Neither An Orange Nor A Lemon, Clem Castro Is In A Class All His Own
PULP Issue No. 92 (Dec 2008-Jan 2009)
by Jason Caballa
One of the many ways to tell if I like a local band is if I actually wished I were in it. Over the years I’ve said that about a lot of bands that don’t necessarily sound alike, from Ciudad to Monsterbot to the Purplechickens to Taken By Cars. More often than not I would catch the band live, appreciate their songs and overall sound, and make that particular kind of judgment. But unlike Janet Weiss, who saw Sleater-Kinney live before becoming the drummer of the acclaimed all-female punk trio and decided she wanted to join the band because she knew she can make them sound better, I wouldn’t dare tinker with a band’s sonic formula because I usually like the way they sound off the bat.

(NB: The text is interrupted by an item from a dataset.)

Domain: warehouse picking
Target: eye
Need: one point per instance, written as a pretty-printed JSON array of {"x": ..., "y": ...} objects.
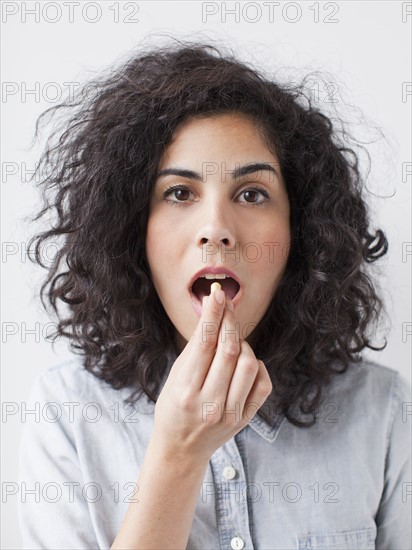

Such is not exactly the case for The Camerawalls, singer-guitarist-songwriter Clementine Castro’s post-Orange & Lemons outfit, because I really admit that at the time of this writing, I have not seen the band perform live since the release of their debut album, Pocket Guide To The Otherworld. I have seen them more than a few times, though, and while I have long been a fan of Castro’s songwriting, the stripped-down trio of Castro on vocals and acoustic guitar, Law Santiago on bass, and Ian Sarabia on drums couldn’t quite do it for me initially, having greatly admired the lush orchestration of O&L’s last album, Moonlane Gardens, and most of all, Castro’s melodic, Johnny Marr-esque guitar playing, which he has all but completely shed with his current three-piece lineup. I could tell that his new band’s songs had potential, though, especially “Lord Of The Flies,” which the singer-guitarist used to introduce with a scathing indictment of certain people he used to work with. But that’s none of our business.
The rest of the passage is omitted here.